In this study we developed a non-genotypic rat model of diabetes induced by Tacrolimus in the context of metabolic syndrome. Specifically, the administration of 1 mg/kg of Tacrolimus during 15 days in rats with established obesity and metabolic syndrome, induced hyperglycaemia and changes in specific beta cell nuclear factors like MafA, FoxO1A, PDX-1, NeuroD1, insulin and glucagon and reduced beta cell proliferation with no signs of apoptosis. No major changes were observed in lean animals treated with Tacrolimus.

To develop this model, we have followed previous studies of our group showing that Tacrolimus induced diabetes only in Obese Zucker rats – a genotype model of obesity and metabolic syndrome (1). In the present study, we used a different model where obesity and metabolic syndrome are induced by a fat-enriched diet.
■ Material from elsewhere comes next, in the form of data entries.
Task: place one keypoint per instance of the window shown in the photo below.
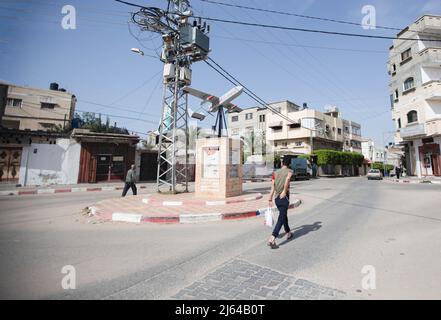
(406, 55)
(356, 131)
(45, 105)
(412, 116)
(278, 110)
(47, 126)
(409, 84)
(10, 102)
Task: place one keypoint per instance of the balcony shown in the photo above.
(433, 127)
(432, 90)
(413, 131)
(428, 23)
(430, 57)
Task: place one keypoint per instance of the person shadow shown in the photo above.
(301, 231)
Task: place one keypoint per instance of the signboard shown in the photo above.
(118, 158)
(211, 162)
(234, 162)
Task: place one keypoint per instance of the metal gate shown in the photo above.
(10, 159)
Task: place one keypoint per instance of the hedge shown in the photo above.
(332, 157)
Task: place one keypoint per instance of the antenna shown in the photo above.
(183, 44)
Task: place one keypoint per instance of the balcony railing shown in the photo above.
(433, 127)
(413, 130)
(430, 57)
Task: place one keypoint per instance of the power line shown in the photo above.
(300, 46)
(308, 17)
(346, 34)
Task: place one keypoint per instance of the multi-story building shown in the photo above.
(35, 109)
(307, 131)
(352, 136)
(415, 91)
(372, 152)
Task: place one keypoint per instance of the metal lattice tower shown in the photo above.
(180, 49)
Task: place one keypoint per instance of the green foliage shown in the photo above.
(305, 156)
(332, 157)
(88, 120)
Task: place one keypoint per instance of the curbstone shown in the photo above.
(126, 217)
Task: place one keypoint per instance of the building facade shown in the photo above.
(25, 108)
(415, 92)
(372, 152)
(309, 129)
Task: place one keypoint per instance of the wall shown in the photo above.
(51, 164)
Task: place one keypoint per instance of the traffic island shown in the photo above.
(181, 208)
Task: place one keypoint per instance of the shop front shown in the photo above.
(430, 159)
(105, 157)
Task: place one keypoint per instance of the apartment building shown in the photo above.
(371, 152)
(352, 136)
(251, 126)
(415, 92)
(25, 108)
(309, 129)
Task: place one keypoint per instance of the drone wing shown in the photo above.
(232, 108)
(201, 95)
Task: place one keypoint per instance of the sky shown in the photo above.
(95, 63)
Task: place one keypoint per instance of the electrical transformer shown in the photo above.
(193, 38)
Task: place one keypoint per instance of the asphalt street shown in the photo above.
(342, 227)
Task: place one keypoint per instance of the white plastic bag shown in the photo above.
(269, 218)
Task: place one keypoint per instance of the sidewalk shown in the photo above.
(181, 208)
(11, 190)
(415, 180)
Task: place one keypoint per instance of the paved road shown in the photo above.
(343, 226)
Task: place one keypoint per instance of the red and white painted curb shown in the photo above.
(60, 190)
(407, 181)
(182, 218)
(156, 202)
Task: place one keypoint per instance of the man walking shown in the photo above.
(280, 187)
(130, 181)
(398, 172)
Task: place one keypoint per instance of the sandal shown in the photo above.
(272, 244)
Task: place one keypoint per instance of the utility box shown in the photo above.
(185, 75)
(194, 38)
(169, 72)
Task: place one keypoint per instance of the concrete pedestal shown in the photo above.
(218, 168)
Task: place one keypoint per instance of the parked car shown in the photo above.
(374, 174)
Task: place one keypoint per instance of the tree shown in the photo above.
(88, 120)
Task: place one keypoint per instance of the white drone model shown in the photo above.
(216, 104)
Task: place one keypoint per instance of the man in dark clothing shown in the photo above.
(280, 188)
(398, 172)
(130, 181)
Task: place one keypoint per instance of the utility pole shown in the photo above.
(183, 44)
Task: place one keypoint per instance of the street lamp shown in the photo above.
(138, 51)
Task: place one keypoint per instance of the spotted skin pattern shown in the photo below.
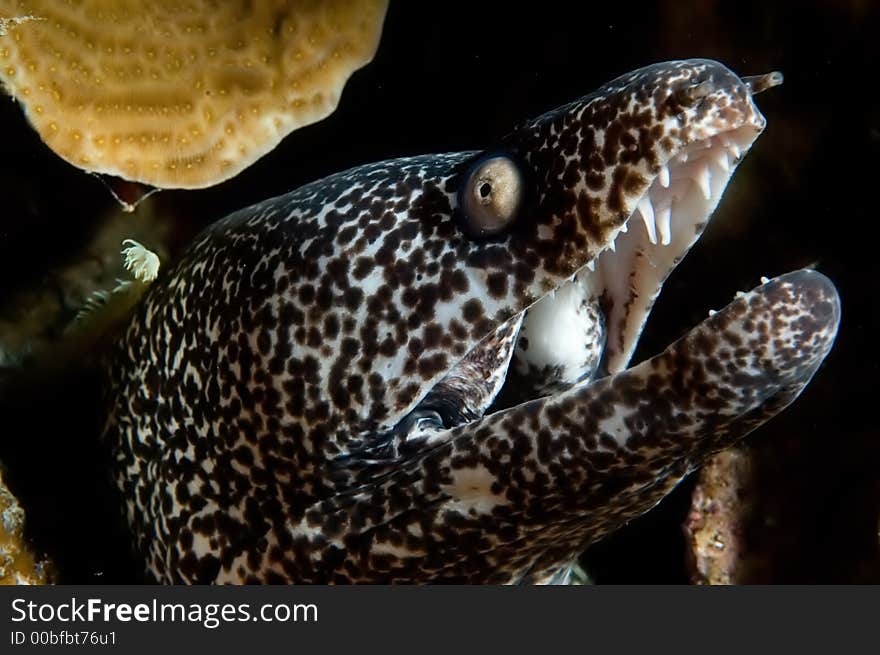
(303, 397)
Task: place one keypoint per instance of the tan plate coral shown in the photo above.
(180, 94)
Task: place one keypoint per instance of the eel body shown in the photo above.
(416, 370)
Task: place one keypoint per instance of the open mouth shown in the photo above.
(588, 327)
(670, 218)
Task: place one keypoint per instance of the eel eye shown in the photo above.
(491, 195)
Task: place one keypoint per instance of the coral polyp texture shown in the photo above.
(179, 94)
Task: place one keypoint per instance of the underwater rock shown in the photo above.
(722, 497)
(180, 96)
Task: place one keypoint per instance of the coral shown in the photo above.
(179, 94)
(18, 565)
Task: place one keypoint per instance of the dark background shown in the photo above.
(455, 75)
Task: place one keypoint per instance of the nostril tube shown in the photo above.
(758, 83)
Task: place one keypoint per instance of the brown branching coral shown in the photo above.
(179, 94)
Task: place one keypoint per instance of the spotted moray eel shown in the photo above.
(415, 370)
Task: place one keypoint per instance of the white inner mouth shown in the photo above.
(628, 274)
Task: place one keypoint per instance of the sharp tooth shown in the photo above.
(664, 177)
(664, 224)
(702, 180)
(646, 209)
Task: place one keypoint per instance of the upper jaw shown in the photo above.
(669, 218)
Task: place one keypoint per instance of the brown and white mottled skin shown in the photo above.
(307, 396)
Overall, this model is more comprehensive of the pathogenesis of metabolic syndrome, a precondition of TAC-induced diabetes. Animals were fed high fat-enriched diet (HFD) during 45 days (16). On top of that, 1 mg/kg of Tacrolimus was administered during 15 days to induce diabetes. In order to confirm the development of diabetes we used gold standard methods such as intraperitoneal glucose tolerance test and insulin tolerance test.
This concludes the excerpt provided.